Odra Noel, artist and doctor, painted this map of human cells representing continents and nations. It is on show from 2 July at the Royal Society’s Summer Science Exhibition in London. Here’s a paraphrased explanation of what each cell type symbolizes, which I swiped from the exhibition’s website:
- North America struggles with rising obesity, and this adipose tissue is more beautiful close up than you would imagine.
- Pulmonary tissue represent Central and South America where smoking and respiratory infections are a leading cause of death.
- Europe, with its ageing population, suffers greatly from neurodegenerative diseases, including dementia and is represented with neurones, brain tissue.
- Cardiac muscle cells represent the Middle East and Asia as these regions have rising levels of hypertension and other causes of heart and cardiovascular failure.

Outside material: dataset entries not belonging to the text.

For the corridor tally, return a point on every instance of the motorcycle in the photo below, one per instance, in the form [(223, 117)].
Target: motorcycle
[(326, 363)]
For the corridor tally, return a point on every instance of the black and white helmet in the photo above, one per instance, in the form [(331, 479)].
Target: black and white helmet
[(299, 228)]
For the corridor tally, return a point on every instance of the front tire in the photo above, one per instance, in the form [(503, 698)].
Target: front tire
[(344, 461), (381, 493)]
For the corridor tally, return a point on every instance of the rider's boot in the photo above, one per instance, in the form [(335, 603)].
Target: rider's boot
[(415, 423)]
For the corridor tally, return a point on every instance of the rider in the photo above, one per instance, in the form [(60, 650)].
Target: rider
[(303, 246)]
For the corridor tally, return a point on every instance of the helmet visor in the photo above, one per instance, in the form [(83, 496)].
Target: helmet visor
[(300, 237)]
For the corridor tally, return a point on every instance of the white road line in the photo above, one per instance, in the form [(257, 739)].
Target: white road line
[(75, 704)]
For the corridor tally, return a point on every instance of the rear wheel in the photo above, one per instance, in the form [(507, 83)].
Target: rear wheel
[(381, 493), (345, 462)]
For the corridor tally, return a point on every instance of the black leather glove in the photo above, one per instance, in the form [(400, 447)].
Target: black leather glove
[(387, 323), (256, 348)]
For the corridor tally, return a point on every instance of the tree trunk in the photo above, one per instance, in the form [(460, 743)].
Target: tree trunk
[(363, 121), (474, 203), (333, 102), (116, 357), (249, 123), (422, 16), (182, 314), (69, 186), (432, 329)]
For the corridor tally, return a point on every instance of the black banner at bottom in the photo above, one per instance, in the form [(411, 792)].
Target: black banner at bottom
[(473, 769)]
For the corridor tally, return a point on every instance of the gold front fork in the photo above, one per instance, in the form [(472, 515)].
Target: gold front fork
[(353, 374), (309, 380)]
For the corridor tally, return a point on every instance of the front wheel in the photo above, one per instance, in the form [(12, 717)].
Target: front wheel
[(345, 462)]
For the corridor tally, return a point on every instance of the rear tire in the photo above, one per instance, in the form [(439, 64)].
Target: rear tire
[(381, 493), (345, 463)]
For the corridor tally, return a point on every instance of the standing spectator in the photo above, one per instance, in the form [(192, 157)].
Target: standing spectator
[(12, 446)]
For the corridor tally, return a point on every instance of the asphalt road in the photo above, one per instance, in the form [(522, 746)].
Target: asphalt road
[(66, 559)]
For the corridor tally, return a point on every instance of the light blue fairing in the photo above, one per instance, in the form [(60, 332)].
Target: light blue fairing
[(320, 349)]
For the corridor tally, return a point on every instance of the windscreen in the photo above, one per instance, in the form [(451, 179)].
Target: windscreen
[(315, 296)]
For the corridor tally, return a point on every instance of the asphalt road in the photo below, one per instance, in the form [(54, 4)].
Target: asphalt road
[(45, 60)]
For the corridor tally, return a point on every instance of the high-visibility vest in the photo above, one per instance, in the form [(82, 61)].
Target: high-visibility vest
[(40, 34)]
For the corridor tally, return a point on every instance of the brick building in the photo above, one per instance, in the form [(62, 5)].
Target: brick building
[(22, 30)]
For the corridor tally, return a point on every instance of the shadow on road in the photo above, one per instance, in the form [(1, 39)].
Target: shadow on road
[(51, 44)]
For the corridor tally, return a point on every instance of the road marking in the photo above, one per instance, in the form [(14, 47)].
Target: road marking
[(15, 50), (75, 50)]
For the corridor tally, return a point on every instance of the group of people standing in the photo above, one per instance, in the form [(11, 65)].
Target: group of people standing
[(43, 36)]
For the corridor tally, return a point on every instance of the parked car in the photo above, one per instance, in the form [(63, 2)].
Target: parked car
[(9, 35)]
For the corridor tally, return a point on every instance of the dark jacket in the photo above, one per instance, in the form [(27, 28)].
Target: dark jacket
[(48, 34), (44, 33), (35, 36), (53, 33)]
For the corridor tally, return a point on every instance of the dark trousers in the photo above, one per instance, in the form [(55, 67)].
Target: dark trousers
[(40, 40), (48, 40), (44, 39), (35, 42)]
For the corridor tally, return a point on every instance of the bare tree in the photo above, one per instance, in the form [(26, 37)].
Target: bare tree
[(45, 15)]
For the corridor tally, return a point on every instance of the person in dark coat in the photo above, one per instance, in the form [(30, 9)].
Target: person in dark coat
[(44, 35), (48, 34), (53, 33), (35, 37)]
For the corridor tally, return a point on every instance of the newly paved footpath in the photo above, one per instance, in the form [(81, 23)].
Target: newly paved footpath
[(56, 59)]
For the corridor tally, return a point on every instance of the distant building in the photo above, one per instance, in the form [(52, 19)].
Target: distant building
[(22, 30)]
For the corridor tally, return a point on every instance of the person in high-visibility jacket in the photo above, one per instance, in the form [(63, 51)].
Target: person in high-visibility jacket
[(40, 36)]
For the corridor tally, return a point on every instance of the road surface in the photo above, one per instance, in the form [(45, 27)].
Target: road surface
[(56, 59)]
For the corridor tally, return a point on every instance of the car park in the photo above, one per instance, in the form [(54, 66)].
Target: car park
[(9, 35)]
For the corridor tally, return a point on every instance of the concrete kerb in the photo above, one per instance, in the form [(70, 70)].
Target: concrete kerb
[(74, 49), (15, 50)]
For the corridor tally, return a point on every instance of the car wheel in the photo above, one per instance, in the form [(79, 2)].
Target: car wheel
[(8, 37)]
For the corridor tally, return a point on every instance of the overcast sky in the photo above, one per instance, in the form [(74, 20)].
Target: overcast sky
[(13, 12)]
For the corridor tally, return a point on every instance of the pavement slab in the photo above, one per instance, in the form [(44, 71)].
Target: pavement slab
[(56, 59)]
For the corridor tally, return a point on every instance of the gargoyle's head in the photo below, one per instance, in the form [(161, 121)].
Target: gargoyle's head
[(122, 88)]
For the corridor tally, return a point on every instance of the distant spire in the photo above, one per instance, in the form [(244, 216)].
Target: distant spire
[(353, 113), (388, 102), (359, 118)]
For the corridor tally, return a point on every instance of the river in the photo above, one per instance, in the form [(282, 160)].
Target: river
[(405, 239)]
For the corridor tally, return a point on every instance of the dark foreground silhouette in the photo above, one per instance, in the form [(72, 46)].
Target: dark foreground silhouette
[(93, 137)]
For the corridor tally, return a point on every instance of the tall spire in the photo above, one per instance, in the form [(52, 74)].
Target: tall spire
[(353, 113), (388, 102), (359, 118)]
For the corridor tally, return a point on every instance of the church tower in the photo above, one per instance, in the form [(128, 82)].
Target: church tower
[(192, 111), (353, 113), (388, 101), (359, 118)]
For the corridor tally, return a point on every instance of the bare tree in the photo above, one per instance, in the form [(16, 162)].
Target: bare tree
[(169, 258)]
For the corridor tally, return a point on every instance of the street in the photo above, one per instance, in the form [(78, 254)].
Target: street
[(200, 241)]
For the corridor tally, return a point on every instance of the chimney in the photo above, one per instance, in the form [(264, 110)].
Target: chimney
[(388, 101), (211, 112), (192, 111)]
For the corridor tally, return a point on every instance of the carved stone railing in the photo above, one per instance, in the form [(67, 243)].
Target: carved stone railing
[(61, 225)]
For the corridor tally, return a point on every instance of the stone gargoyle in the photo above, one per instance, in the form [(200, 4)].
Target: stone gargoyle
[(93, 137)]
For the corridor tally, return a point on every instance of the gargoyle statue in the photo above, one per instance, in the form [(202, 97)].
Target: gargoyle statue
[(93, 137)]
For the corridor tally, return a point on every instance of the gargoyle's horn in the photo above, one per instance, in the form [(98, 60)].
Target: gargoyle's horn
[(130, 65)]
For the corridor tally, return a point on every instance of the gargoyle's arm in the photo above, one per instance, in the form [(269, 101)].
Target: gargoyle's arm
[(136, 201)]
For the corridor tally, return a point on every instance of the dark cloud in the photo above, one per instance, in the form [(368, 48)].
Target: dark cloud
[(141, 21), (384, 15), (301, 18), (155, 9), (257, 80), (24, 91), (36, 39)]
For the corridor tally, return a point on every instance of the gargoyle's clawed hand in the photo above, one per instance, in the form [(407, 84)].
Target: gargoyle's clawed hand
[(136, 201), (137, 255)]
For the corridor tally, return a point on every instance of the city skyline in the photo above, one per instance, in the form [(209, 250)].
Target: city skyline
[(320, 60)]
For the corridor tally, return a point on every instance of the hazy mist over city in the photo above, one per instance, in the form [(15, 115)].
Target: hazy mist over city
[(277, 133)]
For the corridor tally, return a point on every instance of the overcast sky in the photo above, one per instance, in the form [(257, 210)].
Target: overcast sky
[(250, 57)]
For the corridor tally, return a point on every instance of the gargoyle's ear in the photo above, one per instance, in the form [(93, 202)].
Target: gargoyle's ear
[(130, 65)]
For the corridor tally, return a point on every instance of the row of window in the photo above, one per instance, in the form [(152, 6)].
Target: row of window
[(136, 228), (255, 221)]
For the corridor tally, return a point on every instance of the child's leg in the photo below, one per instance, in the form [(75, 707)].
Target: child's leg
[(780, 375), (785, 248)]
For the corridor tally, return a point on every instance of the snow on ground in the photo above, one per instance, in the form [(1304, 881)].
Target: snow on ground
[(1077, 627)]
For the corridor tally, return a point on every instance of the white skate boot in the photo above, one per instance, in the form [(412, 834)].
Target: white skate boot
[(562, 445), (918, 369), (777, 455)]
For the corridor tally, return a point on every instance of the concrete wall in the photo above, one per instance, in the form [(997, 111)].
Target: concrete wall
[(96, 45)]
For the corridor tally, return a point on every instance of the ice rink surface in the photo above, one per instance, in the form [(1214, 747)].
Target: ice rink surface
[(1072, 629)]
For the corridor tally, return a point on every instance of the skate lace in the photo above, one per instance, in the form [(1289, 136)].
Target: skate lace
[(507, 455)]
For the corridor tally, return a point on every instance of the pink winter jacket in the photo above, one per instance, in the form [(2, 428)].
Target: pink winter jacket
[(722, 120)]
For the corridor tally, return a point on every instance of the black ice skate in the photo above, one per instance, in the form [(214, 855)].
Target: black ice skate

- The far East and the Pacific look beautiful in pancreatic acinar tissue; representing pancreatic failure or diabetes, a major problem in this area, often described as a diabetes epidemic.
- Greenland is sparse, dotted with a few sperm cells because infertility is a big problem there.
- The only artery is in the middle of the Amazon rainforest, the largest river in the world.
- Hidden are five mitochondria, the organelle responsible for producing energy and the current focus of much research into their key roles in death, disease and ageing.